If the mic give you problems like cutting out, its probably the cord. If this happens to you, grap the cord ~9′ below the bottom of the mic and fold it back… pinning it to the side of the mic handle with your mic hand. Then pull all but a little slack out of the loop it creates and slowly rotate the microphone while keeping the cord pinned… sliding along the side of the rotating mic. Eventually you will make the contacts inside the connector touch again and the mic will work. Hold the mic firmly in this position, lock your elbot to keep it level, and try to only gesture with your free hand for the remander of the set. If you need both hand for a bit, prepare for acoustic comedy but whatever you do DO NOT COMPLAIN TO THE HOST OF AN OPEN MIC ABOUT THE STATE OF THEIR EQUIPMENT.
Try not to laugh at your own jokes and if you do ensure that you move the mic away from your mouth first. Also avoid “Chappelle tapping” the mic on your leg, it doesn’t look or sound as cool as you might think and if the moment comes that it’s appropriate, let the “fallout” sensation happen naturally. It’s not something easily scripted and jumping the gun has a way of turning audiences off… especially when/if the jokes don’t land. No amount of leg tapping is going to save a joke that didn’t land.
Try not to get too drunk, stoned, or otherwise out of sorts. Even if you’re truly “funnier” when you’re drunk. Trust me, even if it “works” you don’t want/need a crutch that adds insult to injury by physically limiting the amount of time you get to enjoy doing comedy on top of hobbling your true potential.

Wear normal cloths. Try not to wear anything too nice or way too casual especially to a showcase. Avoid the following unless you are an ice cold killer;
- Shorts- For some reason it’s distracting, weird, and widely shunned by other comics.
- Hats- Stage Lights + Hats = a shadow over your eyes that makes the audience disconnect.
- Sandals- Open toed shoes are akin to shorts. We don’t know why, but its distracting for the audience.
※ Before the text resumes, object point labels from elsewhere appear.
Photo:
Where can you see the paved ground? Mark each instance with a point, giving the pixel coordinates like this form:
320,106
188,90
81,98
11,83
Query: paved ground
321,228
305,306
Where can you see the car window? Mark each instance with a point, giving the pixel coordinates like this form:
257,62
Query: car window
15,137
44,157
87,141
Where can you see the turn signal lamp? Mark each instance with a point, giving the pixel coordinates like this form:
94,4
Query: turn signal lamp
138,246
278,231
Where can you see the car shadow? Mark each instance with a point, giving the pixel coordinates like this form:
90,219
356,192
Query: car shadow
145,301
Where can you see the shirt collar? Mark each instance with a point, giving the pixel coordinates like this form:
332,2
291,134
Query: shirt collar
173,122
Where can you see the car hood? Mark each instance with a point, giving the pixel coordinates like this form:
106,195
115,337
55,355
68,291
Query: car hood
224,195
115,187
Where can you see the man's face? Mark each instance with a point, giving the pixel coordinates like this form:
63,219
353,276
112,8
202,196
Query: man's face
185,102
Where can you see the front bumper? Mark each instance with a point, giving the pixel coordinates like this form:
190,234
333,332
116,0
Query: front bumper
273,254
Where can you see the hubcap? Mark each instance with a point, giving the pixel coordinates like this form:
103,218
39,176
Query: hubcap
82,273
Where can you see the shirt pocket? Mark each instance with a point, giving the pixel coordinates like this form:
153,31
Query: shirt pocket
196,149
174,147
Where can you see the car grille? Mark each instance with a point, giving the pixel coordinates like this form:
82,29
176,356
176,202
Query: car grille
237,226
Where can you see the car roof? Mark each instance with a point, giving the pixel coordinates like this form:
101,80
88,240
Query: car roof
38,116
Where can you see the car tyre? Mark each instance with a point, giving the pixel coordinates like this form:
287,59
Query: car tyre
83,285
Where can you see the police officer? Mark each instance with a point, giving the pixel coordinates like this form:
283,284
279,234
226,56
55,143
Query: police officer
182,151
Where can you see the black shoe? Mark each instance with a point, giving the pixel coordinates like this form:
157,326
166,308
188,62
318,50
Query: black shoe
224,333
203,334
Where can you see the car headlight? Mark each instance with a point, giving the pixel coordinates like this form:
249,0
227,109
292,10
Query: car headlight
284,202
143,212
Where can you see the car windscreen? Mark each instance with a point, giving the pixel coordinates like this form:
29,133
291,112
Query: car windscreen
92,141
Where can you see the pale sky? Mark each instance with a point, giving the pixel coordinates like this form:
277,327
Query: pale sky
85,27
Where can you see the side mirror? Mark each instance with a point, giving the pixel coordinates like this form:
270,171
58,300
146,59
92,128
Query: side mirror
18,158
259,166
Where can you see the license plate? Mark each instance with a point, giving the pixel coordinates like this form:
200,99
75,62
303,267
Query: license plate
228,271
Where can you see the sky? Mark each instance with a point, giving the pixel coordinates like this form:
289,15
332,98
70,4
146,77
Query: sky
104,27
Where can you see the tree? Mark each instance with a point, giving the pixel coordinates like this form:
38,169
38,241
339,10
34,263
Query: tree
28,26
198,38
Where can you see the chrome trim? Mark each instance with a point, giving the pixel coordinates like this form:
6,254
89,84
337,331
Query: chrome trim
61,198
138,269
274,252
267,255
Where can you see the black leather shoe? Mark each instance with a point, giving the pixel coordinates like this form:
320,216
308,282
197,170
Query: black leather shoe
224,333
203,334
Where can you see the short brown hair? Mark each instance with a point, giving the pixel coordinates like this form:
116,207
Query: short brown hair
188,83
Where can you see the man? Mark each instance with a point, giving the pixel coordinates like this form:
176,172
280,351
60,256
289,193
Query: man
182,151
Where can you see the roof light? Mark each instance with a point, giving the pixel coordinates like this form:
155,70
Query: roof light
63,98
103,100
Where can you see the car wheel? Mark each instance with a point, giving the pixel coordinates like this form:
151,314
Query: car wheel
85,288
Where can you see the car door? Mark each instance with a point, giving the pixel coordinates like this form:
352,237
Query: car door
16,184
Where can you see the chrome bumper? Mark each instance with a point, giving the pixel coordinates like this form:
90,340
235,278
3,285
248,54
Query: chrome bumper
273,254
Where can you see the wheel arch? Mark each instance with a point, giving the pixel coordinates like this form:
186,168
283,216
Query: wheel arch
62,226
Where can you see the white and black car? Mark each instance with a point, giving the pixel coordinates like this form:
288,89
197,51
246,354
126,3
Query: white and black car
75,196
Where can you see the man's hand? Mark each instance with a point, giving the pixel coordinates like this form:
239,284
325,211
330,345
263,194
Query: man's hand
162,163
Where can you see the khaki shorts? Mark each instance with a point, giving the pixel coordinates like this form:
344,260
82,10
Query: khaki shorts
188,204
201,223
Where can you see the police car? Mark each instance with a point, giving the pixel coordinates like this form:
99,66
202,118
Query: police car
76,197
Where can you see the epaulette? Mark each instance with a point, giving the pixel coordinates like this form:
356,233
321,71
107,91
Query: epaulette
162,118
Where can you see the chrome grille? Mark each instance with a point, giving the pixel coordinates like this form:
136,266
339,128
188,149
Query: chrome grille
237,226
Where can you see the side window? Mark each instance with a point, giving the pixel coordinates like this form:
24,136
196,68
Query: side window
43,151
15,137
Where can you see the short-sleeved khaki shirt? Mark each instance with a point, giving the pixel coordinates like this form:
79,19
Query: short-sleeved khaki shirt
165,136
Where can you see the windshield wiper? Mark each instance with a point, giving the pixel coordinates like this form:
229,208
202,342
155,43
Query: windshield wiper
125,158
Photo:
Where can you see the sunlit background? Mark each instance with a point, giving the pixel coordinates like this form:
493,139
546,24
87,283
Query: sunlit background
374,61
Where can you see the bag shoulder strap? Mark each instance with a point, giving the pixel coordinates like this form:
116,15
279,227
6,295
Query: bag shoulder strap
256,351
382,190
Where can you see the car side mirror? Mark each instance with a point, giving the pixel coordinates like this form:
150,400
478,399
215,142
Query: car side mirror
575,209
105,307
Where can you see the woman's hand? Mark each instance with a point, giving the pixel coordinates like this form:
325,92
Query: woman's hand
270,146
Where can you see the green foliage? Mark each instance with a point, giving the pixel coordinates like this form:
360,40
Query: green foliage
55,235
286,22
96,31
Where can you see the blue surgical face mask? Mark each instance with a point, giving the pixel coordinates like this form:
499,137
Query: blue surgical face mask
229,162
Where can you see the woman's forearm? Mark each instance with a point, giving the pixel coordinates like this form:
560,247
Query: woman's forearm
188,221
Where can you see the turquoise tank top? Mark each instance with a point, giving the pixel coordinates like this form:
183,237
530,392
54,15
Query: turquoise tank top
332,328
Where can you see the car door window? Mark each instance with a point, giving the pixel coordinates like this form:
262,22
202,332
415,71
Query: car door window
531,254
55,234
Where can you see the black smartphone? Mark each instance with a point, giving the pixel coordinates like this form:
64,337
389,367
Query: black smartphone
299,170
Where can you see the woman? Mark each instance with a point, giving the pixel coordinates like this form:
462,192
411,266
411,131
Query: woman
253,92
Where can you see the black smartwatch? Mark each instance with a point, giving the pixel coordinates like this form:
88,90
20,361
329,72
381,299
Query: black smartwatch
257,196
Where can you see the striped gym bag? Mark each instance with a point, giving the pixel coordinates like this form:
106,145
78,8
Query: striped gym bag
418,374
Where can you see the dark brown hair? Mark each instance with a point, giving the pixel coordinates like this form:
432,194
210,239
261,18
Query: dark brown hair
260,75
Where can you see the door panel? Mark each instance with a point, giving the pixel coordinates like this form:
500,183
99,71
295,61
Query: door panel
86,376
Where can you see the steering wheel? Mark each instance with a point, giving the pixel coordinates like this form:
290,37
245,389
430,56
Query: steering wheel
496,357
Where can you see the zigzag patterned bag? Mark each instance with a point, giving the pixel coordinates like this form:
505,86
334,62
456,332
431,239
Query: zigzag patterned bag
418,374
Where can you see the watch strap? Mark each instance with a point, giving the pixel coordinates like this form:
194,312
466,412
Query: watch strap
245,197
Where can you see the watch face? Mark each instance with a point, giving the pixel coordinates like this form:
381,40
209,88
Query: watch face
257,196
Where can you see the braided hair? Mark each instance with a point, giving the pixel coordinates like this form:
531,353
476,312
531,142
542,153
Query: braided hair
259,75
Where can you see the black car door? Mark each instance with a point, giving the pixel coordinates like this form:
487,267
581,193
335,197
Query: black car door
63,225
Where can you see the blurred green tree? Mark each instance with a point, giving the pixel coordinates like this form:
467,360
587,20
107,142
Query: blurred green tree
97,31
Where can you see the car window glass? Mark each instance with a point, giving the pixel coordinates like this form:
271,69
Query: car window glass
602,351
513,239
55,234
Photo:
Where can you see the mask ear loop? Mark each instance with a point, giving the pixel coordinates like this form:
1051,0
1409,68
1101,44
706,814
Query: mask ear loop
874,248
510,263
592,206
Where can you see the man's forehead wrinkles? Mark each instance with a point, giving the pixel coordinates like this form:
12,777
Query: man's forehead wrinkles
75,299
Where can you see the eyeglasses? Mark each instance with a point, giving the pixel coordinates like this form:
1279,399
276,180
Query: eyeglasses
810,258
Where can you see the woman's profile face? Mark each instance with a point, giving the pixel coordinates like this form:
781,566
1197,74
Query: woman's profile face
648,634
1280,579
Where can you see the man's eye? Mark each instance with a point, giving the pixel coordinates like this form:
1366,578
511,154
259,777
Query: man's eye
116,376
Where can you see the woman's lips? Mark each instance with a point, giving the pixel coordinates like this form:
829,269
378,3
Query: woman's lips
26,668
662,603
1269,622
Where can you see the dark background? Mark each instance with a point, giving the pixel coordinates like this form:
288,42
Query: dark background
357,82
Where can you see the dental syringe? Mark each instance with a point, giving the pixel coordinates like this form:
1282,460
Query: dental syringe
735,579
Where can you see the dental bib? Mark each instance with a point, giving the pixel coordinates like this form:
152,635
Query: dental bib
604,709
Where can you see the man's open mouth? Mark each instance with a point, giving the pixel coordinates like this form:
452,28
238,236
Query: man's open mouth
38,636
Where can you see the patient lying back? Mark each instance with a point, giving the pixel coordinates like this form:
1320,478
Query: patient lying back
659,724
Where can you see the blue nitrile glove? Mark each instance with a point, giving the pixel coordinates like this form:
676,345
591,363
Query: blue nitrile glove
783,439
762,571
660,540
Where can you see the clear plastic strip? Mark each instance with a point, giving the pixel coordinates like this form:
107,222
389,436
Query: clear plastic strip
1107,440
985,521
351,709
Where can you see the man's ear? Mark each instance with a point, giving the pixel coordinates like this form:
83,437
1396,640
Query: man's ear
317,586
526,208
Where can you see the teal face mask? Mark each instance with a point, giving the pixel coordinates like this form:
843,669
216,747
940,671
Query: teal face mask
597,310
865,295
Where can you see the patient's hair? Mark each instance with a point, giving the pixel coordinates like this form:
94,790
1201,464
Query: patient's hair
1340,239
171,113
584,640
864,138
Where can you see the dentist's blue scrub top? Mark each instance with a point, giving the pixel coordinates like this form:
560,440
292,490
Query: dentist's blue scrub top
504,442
- Other people’s skin- Stealing a look or impersonation is good in small doses, but it doesn’t usually land for long outside of a more “improv” based show. That being said the ability to accurately mock or mimic other personalities on the fly is a valuable skill set.

If you aren’t really good at comedy yet and you want to develop better material, you might not want to undermine yourself by distracting the audience from the jokes you want to test. Anything else you convey to them will be a distraction from that goal. The cheap laughs are only useful if you know why they work. Personally, I try not to dress up anymore unless its a gig that calls for it and I’ll like to look like any Joe off the street at an open mic… not to be more relatable, but because that way I KNOW my delivery is solid. Then a modest wardrobe change to spice up my look at a showcase is the only positive nudge I can take to ensure that I look worth watching on top of having ace grade jokes that could have carried me without the tweed jacket. Just be sure to write new “I look like” material if you use generic openers and plan on switching up your wardrobe.